On this day in history, 5 September 1548, the former queen of England Katherine Parr died aged thirty-six at her home, Sudeley Castle, in Gloucestershire. It was a sad and tragic end to an extraordinary life and, in particular, provided a closing chapter to one woman's remarkable journey from minor gentry to queenship to comfortable nobility. Katherine's fate mirrored that of countless medieval and Tudor women: she died of puerperal fever shortly after giving birth to her first and only daughter, Mary. Tragically, her young daughter probably lived to be no more than two years old, although her exact fate is unknown.

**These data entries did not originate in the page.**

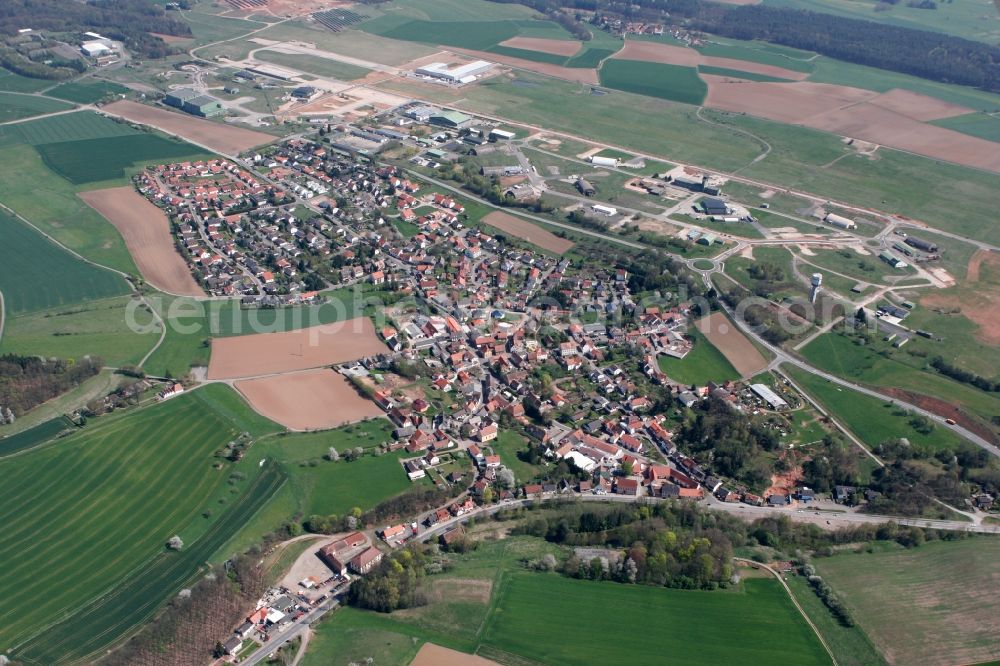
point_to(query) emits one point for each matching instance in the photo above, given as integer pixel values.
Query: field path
(794, 601)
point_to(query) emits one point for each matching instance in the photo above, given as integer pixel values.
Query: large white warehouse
(461, 74)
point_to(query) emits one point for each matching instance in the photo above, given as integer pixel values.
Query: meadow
(32, 437)
(87, 92)
(106, 522)
(96, 160)
(489, 605)
(14, 106)
(983, 125)
(704, 363)
(932, 604)
(315, 65)
(800, 158)
(879, 365)
(671, 82)
(872, 420)
(97, 328)
(689, 626)
(36, 274)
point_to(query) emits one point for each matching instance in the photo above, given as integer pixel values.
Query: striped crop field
(87, 517)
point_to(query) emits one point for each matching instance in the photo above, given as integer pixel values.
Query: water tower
(817, 282)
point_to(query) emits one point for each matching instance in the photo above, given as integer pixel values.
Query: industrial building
(452, 119)
(194, 103)
(461, 74)
(764, 392)
(840, 221)
(921, 244)
(712, 206)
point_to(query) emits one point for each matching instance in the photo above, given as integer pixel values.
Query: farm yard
(527, 231)
(112, 477)
(930, 605)
(36, 274)
(272, 353)
(146, 231)
(222, 138)
(310, 400)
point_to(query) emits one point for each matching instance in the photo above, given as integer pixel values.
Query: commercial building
(840, 221)
(452, 119)
(194, 103)
(461, 74)
(764, 392)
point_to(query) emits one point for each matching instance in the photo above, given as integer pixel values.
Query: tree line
(929, 55)
(28, 381)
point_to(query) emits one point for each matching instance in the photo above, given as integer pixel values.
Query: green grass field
(14, 106)
(880, 365)
(738, 74)
(17, 83)
(87, 91)
(872, 420)
(671, 82)
(759, 52)
(704, 363)
(97, 328)
(32, 437)
(105, 515)
(690, 626)
(97, 160)
(36, 274)
(69, 127)
(983, 125)
(924, 605)
(315, 65)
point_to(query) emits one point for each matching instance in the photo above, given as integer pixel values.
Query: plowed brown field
(311, 400)
(146, 231)
(274, 353)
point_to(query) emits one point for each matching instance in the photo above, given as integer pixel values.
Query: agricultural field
(983, 125)
(33, 437)
(670, 82)
(95, 328)
(704, 363)
(14, 106)
(87, 91)
(879, 365)
(915, 186)
(872, 420)
(109, 500)
(488, 605)
(97, 160)
(315, 65)
(930, 605)
(36, 274)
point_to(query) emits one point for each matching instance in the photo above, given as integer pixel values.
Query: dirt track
(312, 400)
(217, 136)
(525, 230)
(554, 46)
(735, 346)
(146, 231)
(272, 353)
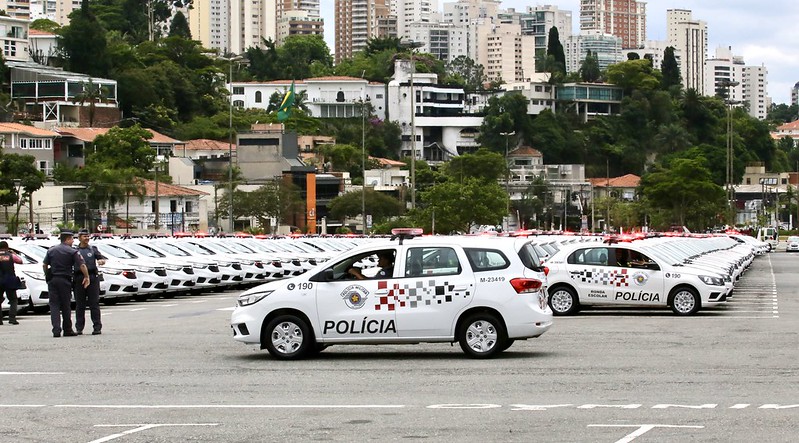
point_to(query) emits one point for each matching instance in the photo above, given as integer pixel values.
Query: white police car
(481, 292)
(623, 274)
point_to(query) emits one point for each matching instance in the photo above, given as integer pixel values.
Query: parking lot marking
(642, 429)
(143, 427)
(30, 373)
(228, 406)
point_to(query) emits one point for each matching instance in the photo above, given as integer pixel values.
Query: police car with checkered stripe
(483, 292)
(620, 273)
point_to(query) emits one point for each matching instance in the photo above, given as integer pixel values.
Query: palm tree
(92, 94)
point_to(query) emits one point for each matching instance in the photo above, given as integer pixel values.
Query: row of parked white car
(485, 291)
(143, 268)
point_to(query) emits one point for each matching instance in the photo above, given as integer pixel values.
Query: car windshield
(143, 250)
(114, 251)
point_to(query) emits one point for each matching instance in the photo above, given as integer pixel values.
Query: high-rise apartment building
(413, 11)
(359, 20)
(689, 37)
(538, 20)
(298, 22)
(506, 54)
(445, 41)
(625, 19)
(741, 85)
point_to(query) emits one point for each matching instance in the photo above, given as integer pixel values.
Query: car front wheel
(685, 301)
(288, 337)
(482, 336)
(563, 301)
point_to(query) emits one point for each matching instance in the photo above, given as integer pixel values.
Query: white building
(756, 91)
(605, 47)
(438, 124)
(335, 96)
(14, 36)
(446, 41)
(688, 36)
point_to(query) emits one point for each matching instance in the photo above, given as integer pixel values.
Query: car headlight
(255, 297)
(712, 281)
(34, 275)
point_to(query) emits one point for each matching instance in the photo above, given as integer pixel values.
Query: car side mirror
(325, 275)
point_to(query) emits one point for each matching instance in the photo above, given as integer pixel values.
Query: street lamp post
(507, 135)
(230, 61)
(413, 45)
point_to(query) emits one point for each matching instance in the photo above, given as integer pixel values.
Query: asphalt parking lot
(169, 370)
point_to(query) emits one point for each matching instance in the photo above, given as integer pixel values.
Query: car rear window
(486, 259)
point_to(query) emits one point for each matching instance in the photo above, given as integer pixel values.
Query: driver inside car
(385, 260)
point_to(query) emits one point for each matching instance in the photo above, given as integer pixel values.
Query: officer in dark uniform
(59, 264)
(9, 283)
(92, 258)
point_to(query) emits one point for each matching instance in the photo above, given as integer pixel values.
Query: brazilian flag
(284, 111)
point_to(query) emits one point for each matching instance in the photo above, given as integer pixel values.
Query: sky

In spring 1782, Katherine's coffin was discovered by some ladies visiting the castle. They discovered the inscription which read:
"Here lyeth Queen Katheryne Wife to Kinge
Henry the VIII and
The wife of Thomas
Lord of Sudely high
Admy… of Englond
And ynkle to Kyng
Edward VI".
Katherine was unique in many ways: she was the first Protestant queen of England, she was the first English queen to publish books, she was the most married English queen (with four husbands in all), and perhaps most fortunately, she was the only one of Henry VIII's wives to 'survive' him (although the rejected Anne of Cleves actually survived all his wives, dying in 1557, nine years after Katherine Parr). Indeed, it is this which most people tend to remember about Katherine: she 'survived' her husband. Others believe she was an old nursemaid who dutifully and compassionately attending to the ailing and irascible Henry VIII in his old age. This is very far from the truth. Katherine was an educated, principled, pious and charitable woman who also loved fine clothing and jewellery, adored dancing, had a strong romantic streak, and was kind and loving to her family and friends. She was admired during her own lifetime and has legions of admirers to the present day, including Camilla, duchess of Cornwall. In many respects, Katherine was an excellent candidate for the position of queen of England.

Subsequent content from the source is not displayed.